The Rio Grande Valley should concentrate its efforts on getting one medical school for South Texas instead of advancing dueling proposals, state senator Eddie Lucio, Jr., said in McAllen last week.
The University of Texas System is working to develop its Regional Health Center in Harlingen into a four-year medical school, thanks to a measure approved by the state legislature in 2009, the Rio Grande Guardian‘s Steve Taylor reported. But earlier this month, Texas A&M University Chancellor John Sharp visited the McAllen Chamber of Commerce and state senator Juan “Chuy” Hinojosa used the opportunity to push for a Texas A&M medical school in the McAllen area.
“[UT and A&M] both have different approaches in the way they educate medical students,” Hinojosa told the Guardian. “I don’t think [a medical school in Hidalgo County] would interfere at all [with a medical school in Cameron County].”
But Lucio thinks it is “totally unrealistic” that two new schools be built so close together. “I wish we could have ten medical schools but the truth is that I do not think the legislature will even think of funding two medical schools, 30, 40 miles from one another, regardless of what institutions they belong to,” Lucio, D-Brownsville, told the Guardian. (Texas has eight public medical schools sprinkled throughout the state.)

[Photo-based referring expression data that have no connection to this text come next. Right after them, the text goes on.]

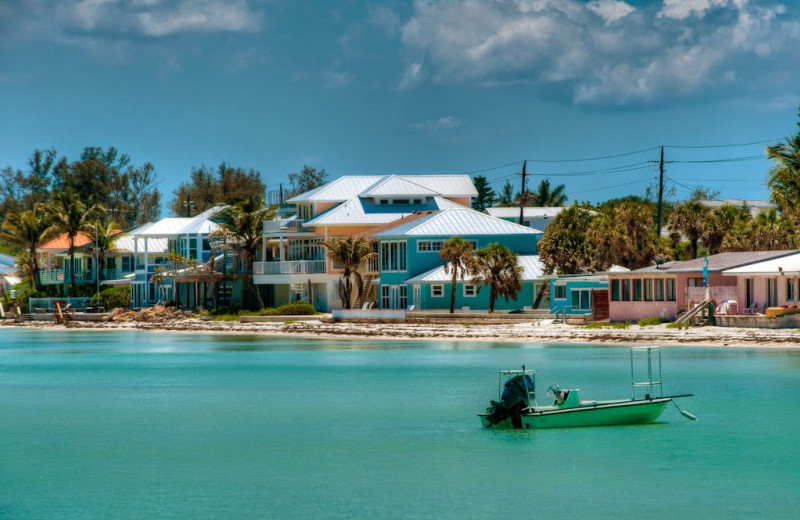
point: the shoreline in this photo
(526, 332)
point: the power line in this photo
(593, 158)
(720, 145)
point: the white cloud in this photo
(603, 51)
(434, 126)
(682, 9)
(610, 10)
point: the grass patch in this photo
(675, 325)
(606, 325)
(646, 322)
(225, 317)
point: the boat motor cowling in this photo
(515, 398)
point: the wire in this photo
(721, 145)
(732, 159)
(594, 158)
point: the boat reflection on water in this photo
(517, 406)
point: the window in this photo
(671, 289)
(659, 283)
(385, 300)
(581, 299)
(393, 256)
(648, 290)
(434, 246)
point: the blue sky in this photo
(409, 87)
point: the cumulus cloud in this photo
(71, 19)
(434, 126)
(602, 51)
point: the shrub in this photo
(113, 297)
(644, 322)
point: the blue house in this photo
(412, 272)
(579, 294)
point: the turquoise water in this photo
(141, 425)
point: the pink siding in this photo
(636, 310)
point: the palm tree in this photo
(721, 222)
(103, 237)
(784, 176)
(28, 229)
(459, 256)
(545, 197)
(242, 230)
(496, 266)
(349, 253)
(71, 216)
(689, 218)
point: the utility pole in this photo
(522, 194)
(660, 190)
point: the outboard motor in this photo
(513, 401)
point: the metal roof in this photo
(352, 186)
(785, 265)
(716, 263)
(174, 226)
(356, 212)
(513, 212)
(458, 221)
(532, 269)
(395, 186)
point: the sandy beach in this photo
(525, 332)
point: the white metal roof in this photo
(513, 212)
(458, 221)
(357, 212)
(395, 186)
(532, 269)
(786, 265)
(351, 186)
(199, 224)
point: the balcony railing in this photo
(277, 227)
(293, 267)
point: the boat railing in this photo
(652, 368)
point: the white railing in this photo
(272, 227)
(719, 294)
(292, 267)
(61, 275)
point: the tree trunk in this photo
(72, 262)
(453, 292)
(37, 276)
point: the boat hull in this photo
(599, 414)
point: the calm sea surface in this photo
(144, 425)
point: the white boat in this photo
(517, 406)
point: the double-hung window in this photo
(393, 256)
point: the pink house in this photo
(663, 291)
(771, 283)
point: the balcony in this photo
(289, 267)
(282, 227)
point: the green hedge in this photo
(114, 297)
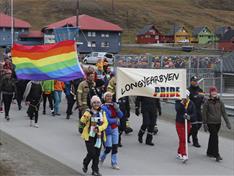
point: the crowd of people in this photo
(180, 61)
(103, 119)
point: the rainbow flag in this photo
(47, 62)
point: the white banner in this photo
(158, 83)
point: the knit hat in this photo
(194, 78)
(187, 93)
(213, 89)
(95, 98)
(107, 93)
(99, 83)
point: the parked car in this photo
(93, 57)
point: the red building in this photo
(226, 43)
(149, 34)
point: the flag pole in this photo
(12, 23)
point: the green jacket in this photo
(212, 112)
(48, 85)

On Twitter, state Rep. Aaron Pena called for the Rio Grande Valley to pull together behind one proposal:
This community has come too far to have the Valley Medical School derailed by a “Friday Night Football” mentality. #rgv #txlege
— Aaron Pena (@AaronForTexas) February 27, 2012
While Lucio sees no need for two schools in the Valley, he argues fervently that at least one is necessary. Senator Kirk Watson’s proposed that a new medical school be built in Austin, an idea Lucio has criticized. “We may not have as much money, but we have more need,” Lucio told the Texas Tribune‘s Thanh Tan, who explained the senator’s argument why South Texas should be next in line:
State Sen. Eddie Lucio Jr., D-Brownsville, has long steered the effort to open a medical school in the poverty-stricken Rio Grande Valley. Lucio is keen on reminding others that numerous higher education entities have indicated that South Texas should be next in line for a four-year medical institution. He cited statistics showing the area’s population — which includes a high concentration of low-income residents and veterans — suffers from a higher incidence of diabetes, cancer and obesity compared with the rest of Texas.